Specializing in primary care for seniors, our Client experienced explosive success, growing in five years from 5,000 patients to over 30,000 patients served by 37 medical centers in 25 cities within 8 markets. This rapid growth led to serious data quality issues, heavy manual intervention for most key processes, and business-level distrust of applications and data. A lack of adoption of industry standard data conventions also led to challenges integrating systems with 3rd parties, and internal audit and regulatory compliance capabilities were strained. To address these problems, the company’s CTO asked Trexin to lead an effort to establish an Enterprise Information Management (EIM) practice.

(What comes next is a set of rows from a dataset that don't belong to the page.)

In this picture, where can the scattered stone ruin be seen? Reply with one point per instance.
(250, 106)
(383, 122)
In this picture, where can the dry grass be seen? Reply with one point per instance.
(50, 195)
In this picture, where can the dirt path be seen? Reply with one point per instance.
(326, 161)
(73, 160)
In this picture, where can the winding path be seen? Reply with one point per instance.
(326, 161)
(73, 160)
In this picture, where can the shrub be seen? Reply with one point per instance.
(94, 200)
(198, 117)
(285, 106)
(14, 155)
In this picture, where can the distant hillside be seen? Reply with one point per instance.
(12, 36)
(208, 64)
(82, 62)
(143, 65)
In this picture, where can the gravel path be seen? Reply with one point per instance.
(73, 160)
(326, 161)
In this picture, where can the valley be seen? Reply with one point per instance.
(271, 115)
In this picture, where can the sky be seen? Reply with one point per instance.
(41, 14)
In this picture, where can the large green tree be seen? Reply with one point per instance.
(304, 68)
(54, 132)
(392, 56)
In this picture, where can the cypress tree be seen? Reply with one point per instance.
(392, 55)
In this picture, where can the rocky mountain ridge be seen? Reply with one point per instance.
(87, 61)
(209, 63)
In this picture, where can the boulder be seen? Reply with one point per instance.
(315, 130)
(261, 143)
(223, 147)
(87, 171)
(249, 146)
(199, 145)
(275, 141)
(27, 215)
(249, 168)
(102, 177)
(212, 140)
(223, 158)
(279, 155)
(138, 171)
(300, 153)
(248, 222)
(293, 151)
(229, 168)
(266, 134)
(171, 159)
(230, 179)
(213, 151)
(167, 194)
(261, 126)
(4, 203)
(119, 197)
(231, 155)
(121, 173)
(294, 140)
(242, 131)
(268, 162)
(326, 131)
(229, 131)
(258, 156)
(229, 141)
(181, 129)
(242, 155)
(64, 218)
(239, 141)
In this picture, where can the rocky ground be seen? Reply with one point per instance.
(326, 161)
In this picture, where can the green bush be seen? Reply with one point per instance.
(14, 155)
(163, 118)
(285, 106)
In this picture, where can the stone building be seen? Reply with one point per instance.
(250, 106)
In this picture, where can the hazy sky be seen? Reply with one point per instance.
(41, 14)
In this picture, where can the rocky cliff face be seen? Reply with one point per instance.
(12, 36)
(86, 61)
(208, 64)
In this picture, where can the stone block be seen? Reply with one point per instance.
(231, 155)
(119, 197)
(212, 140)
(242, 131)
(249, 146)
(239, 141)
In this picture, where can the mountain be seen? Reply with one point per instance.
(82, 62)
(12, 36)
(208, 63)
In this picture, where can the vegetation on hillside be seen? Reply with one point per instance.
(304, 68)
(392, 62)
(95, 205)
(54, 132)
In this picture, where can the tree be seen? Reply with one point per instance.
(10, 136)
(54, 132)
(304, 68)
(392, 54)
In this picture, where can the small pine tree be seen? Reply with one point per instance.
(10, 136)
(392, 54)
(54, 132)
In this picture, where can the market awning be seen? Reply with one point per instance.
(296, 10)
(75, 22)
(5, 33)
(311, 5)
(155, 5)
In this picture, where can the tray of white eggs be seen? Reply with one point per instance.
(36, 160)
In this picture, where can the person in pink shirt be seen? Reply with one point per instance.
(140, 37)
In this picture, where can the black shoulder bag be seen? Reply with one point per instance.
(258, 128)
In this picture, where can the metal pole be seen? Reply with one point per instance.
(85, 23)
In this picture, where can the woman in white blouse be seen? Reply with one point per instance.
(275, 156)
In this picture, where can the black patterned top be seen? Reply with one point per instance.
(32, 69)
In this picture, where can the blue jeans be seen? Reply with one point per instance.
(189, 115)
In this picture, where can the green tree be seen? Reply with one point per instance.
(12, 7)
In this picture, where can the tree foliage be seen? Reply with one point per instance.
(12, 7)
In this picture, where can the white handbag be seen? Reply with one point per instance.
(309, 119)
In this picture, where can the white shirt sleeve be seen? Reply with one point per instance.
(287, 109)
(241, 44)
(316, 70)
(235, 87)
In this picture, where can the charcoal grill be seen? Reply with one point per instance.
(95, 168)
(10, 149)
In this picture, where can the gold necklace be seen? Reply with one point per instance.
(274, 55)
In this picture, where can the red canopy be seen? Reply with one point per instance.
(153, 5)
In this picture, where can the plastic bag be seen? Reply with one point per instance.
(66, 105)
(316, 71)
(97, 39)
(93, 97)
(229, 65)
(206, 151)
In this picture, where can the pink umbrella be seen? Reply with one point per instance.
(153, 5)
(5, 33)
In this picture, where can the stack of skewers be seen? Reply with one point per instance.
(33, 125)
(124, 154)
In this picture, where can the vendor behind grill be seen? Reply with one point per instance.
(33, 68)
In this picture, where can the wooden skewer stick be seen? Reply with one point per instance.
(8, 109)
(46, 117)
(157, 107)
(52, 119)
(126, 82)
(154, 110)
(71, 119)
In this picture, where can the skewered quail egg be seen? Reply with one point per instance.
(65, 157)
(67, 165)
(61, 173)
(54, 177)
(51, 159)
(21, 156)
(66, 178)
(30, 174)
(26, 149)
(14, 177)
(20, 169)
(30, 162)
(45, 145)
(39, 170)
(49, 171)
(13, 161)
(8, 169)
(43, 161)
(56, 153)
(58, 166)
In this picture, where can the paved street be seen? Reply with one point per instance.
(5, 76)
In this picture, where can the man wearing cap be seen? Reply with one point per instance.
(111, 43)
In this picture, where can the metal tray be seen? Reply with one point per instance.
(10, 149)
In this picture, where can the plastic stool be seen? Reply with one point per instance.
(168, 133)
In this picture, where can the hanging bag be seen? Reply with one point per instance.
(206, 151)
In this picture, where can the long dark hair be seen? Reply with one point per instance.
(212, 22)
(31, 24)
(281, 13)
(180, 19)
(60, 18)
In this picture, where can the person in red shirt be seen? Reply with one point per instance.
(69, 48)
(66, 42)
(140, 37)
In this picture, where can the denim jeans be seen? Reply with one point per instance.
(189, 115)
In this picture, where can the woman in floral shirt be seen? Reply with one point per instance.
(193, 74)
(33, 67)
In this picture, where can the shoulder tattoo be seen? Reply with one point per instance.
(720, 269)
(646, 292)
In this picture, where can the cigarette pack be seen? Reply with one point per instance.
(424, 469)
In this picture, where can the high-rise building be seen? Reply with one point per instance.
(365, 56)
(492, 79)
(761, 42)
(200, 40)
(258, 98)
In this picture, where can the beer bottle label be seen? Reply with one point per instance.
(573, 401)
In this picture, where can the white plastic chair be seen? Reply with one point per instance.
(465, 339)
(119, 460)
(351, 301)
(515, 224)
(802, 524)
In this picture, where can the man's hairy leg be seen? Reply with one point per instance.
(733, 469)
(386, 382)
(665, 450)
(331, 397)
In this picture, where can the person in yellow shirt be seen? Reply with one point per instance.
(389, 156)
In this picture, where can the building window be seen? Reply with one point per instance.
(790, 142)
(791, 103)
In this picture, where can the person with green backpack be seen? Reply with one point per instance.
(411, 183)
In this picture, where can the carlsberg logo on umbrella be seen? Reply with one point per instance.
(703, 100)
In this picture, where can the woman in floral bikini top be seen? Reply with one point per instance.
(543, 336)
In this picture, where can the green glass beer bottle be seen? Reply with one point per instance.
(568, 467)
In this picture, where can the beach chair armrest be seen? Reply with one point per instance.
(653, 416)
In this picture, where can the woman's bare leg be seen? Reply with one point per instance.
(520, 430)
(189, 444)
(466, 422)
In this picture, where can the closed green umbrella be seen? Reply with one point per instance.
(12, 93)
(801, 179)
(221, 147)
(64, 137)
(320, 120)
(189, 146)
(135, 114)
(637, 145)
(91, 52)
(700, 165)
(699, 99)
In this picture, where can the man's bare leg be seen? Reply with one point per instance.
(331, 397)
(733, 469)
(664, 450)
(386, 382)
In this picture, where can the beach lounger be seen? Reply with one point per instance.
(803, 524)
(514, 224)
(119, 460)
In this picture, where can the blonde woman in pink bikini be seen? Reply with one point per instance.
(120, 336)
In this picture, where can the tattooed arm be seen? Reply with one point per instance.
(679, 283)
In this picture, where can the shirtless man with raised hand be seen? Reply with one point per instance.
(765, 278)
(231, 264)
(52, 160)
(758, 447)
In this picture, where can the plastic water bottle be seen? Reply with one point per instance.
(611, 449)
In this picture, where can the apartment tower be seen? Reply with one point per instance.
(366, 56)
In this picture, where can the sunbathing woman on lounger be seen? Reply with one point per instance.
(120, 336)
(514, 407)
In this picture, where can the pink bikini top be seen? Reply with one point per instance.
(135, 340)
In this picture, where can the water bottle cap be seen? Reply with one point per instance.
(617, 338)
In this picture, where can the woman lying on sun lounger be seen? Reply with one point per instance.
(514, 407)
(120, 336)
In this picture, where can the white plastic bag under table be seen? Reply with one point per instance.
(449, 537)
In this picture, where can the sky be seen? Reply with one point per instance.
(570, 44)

EIM has several key components, but Trexin recommended that our Client first focus on Data Governance and Master Data Management (MDM), which are the most critical components and the ones on which the others rely. Working quickly, Trexin introduced a comprehensive Data Governance model that included the creation of an Enterprise Data Governance Council (EDGC), comprising business leaders that represent corporate functions across the enterprise to provide “light-touch, high impact” authority, and an Operational Data Governance Council (ODGC) that was business-led and IT-supported with responsibility for data stewardship and data lifecycle management.
After addressing Data Governance, Trexin then shifted to MDM, focusing on mastering several data domains, including Provider, Patient, Insurance, Eligibility, Vitals/Observations, and Orders. Our approach emphasized single-authority definition, management, and control for each data element. To address data access needs, industry-standard HL7 Fast Healthcare Interoperability Resources (FHIR) data objects and services were developed and deployed.
Almost immediately, the combination of Data Governance and MDM began to provide numerous business benefits. For example, patient care improved by detecting duplicate and unnecessary orders as a result of mastering the Patient and Order domains. Sales/revenue increased by providing higher quality data that led to recognition of missed billing opportunities. Improved data quality and validation allowed the company to close HEDIS gaps and improve their score. Additional benefits included increased efficiency (e.g., fewer front-desk manual interventions to assign patients to appropriate insurance plan-benefit packages driven by automated MDM matching technology); improved quality and confidence in analytics/reporting; better compliance (e.g., lockdown of Patient and Insurance history records); and stronger, more scalable IT systems.